Eleven people were sentenced to life-time confinement in a fortress in Lemnos and Rhodes for second-degree crimes. While eight people were sentenced to confinement in a fortress for third-degree crimes, those who committed fourth-degree crimes were drummed out of the army and the civil service, and sentenced to jail and exile. Major General Hasan Pasha, who informed the government about the coup attempt, was promoted and became a Lieutenant General.
The real side of the coup plot
Whether there was a foreign power behind this coup or not is uncertain, however it seemed obvious that this incident was helpful to Britain, which had also destroyed India's Mughal Empire. In every coup, economic interests and displeasure among certain social classes against the state's activities are manipulated. Following the 1854 Crimean War, the economic downturn made the state unpopular, though never so much as to suggest a coup was in the offing.
It is interesting that the main coup plotter, Sheikh Ahmed, met with agent Arminius Vambery, who was working for the British Foreign Office. Sheik Ahmed was a member of the Baban Family from Northern Iraq, who lost its centuries-old autonomy with other Kurdish tribes in 1850. The committee included a few members from the Baban Family.
For some, this attempt was a reaction by a conservative group against the "Tanzimat Fermanı" (The Edict of Gülhane) implemented in 1839 and "Islahat Fermanı" (the Edict of Reform) that was taken into force in 1856. Some of the coup plotters might have believed in this but these two reformative edicts were meant to affirm the existing rights and freedoms in the Ottoman Empire and show-off to European countries.
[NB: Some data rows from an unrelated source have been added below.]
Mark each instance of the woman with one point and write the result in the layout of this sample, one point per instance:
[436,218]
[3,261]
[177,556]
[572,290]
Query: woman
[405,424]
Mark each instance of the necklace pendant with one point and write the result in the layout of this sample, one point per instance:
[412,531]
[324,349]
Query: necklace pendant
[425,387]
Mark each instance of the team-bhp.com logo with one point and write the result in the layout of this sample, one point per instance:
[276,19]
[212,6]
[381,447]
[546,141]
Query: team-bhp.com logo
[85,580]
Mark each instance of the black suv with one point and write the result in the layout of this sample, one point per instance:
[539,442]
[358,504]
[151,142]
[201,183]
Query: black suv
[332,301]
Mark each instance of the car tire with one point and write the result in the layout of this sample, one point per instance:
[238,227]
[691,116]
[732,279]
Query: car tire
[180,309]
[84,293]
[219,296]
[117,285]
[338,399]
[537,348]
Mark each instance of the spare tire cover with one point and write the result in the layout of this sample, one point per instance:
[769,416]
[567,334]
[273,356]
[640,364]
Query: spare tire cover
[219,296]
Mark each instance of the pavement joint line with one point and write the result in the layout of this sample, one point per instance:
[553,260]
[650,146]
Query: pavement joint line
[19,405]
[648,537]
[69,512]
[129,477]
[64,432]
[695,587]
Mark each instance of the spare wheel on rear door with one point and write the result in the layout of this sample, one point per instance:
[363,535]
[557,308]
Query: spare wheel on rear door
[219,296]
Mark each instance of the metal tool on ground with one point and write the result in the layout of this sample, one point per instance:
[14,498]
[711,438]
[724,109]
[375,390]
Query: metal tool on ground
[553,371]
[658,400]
For others like poet Namık Kemal, they were a pro-freedom movement and aimed at establishing a constitutional monarchy in the empire. Some of them in favor of this view joined the Young Turk movement later. That time, this group was a secret one, a kind that had never been seen before in the Ottoman Empire. To become a member, there were rules, reminiscent of Italian masonries. Each new member was asked to bring a written contract saying that I confirm the agreement between myself and Sheik Ahmed and I am a follower of him. The Committee of Union (CUP) members adopted this practice as a model. Some Romantic-era authors saw this as the core of modern political parties. In all cases, this incident was recognized as the rehearsal of the 1876 coup against Ottoman Sultan Abdülaziz.